Imagineriez-vous un thriller qui se déroulerait dans un pays, parce qu’on trouve ça sexy, mais sur lequel on plaquerait le système policier et judiciaire français ? Après tout, l’essentiel est de suivre l’intrigue palpitante… Bien sûr que non… Il n’y a que dans la romance qu’on s’autorise cette « licence », que la recherche sur ce dont on va parler est parfois totalement oubliée.

S’ajoute à cela le fait que ces romances où l’auteure semble avoir du mal à se détacher de celles qu’elle a lues, qui l’ont nourrie, copient bien plus qu’un trope, des prénoms et des lieux… Il est difficile d’être original quand on part sur cette base. Pensez-vous sérieusement qu’une romance s’inscrivant totalement dans la lignée d’une romance anglo-saxonne, se situant dans les mêmes lieux, a une chance d’être aussi réussie que celles écrites par des Américaines ?

Alors, j’entends déjà des personnes me dire qu’il y a de plus en plus de romances se déroulant en France, même dans des endroits peu glamour à la base, en province (un truc de fou!) ou en banlieue. Et c’est vrai. Il y en a de plus en plus et il ne suffit pas de faire ce choix pour écrire une merveille, je le sais bien. Il y a de très mauvaises romances se déroulant en France. Et il peut être très intéressant de situer son intrigue dans un pays qui n’est pas le sien. Mais si cela a un sens par rapport à l’intrigue. Si cela apporte quelque chose et si cela est bien fait.

Les campus américains ne sont pas plus glamour que les nôtres, surtout quand ils ressemblent à une fac bien de chez nous. La romance, et c’est un message que je ne vais cesser de marteler, a besoin de qualité, de fond, de légitimité, plus que d’autres genres parce que justement on lui dénie du sérieux, de la qualité et du fond.

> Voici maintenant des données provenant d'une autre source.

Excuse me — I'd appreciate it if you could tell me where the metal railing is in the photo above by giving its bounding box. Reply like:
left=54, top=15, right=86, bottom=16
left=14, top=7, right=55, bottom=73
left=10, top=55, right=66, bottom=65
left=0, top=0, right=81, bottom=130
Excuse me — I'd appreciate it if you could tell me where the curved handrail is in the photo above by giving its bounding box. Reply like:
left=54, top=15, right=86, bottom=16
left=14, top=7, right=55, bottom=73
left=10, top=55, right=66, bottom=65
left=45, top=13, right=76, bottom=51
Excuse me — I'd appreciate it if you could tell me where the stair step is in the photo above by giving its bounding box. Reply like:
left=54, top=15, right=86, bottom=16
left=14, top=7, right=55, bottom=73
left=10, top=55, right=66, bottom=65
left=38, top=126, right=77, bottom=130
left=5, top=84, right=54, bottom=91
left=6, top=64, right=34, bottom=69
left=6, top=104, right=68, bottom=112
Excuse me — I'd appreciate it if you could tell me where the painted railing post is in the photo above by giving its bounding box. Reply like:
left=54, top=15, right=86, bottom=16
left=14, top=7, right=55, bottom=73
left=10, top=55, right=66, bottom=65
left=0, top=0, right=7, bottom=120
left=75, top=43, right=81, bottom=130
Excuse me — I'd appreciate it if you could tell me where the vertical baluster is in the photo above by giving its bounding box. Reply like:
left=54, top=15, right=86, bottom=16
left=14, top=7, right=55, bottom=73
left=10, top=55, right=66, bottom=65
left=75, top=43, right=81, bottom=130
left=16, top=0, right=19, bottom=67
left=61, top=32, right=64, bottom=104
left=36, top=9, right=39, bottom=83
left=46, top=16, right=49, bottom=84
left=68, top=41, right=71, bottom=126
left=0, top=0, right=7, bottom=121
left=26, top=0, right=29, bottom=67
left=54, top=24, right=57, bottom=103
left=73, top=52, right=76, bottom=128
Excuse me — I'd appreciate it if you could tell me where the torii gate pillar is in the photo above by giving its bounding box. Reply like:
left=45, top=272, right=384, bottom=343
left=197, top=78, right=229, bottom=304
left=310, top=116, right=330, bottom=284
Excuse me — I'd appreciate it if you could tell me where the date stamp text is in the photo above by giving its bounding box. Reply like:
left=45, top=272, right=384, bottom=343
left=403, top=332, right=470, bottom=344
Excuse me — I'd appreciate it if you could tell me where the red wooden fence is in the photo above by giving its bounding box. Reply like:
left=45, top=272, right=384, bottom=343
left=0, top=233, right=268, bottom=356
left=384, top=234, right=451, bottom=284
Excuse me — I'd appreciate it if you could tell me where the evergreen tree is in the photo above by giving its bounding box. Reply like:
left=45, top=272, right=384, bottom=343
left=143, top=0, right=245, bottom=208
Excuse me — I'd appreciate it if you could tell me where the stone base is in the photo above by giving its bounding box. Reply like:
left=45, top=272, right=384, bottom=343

Ce n’est pas forcément très juste d’être obligé de faire plus ses preuves que les autres mais elle y gagnera toujours et en tant que lectrice, j’apprécierai toujours un travail soigné et bien fait.

Et, de grâce, épargnez-moi ces visions des USA oscillant entre le pittoresque et l’erreur manifeste, c’est loin d’être négligeable et quelque part, cela inscrit une fois de plus la romance dans la lignée de sa grande soeur anglo-saxonne alors que la francophone a son originalité et et sa patte, sa French touch !

2 Comments

  • Cécile Ama Courtois 21 septembre 2020 at 15 h 57 min

    Tout à fait d’accord avec toi ! Je me suis fait la remarque un nombre incalculable de fois, y compris s’agissant des titres en anglais même quand l’histoire se passe en France (ou ailleurs).
    L’autre versant du problème, c’est qu’un auteur qui tente de sortir des lignes se fait systématiquement snober par le « système » : ME, autres auteurs, chroniqueuses, lectrices… ceux qui ne suivent pas la mode passent aux oubliettes. C’est malheureux.

    • Sylvie Gand 21 septembre 2020 at 17 h 18 min

      Oui, c’est vrai. C’est pour ça que je pense que je serai plus sévère avec ces romances déconnectées de tout contexte ou qui s’en moquent. Beaucoup de lectrices n’ont jamais connu que ça et donc ne voient pas le problème. Elles sont considérées comme des clientes à satisfaire d’où le fait qu’on essaie de coller le plus à ce qu’elles ont envie de lire . Je ne sais pas si c’est possible mais il faut insister sur le fait qu’un genre littéraire ne se fait pas avec un contexte farfelu voire ridicule. Pourquoi le tolérer dans la romance, fournissant des arguments à ceux qui n’aiment pas ce genre et soulignent avec raison que ce genre de romans pose problème?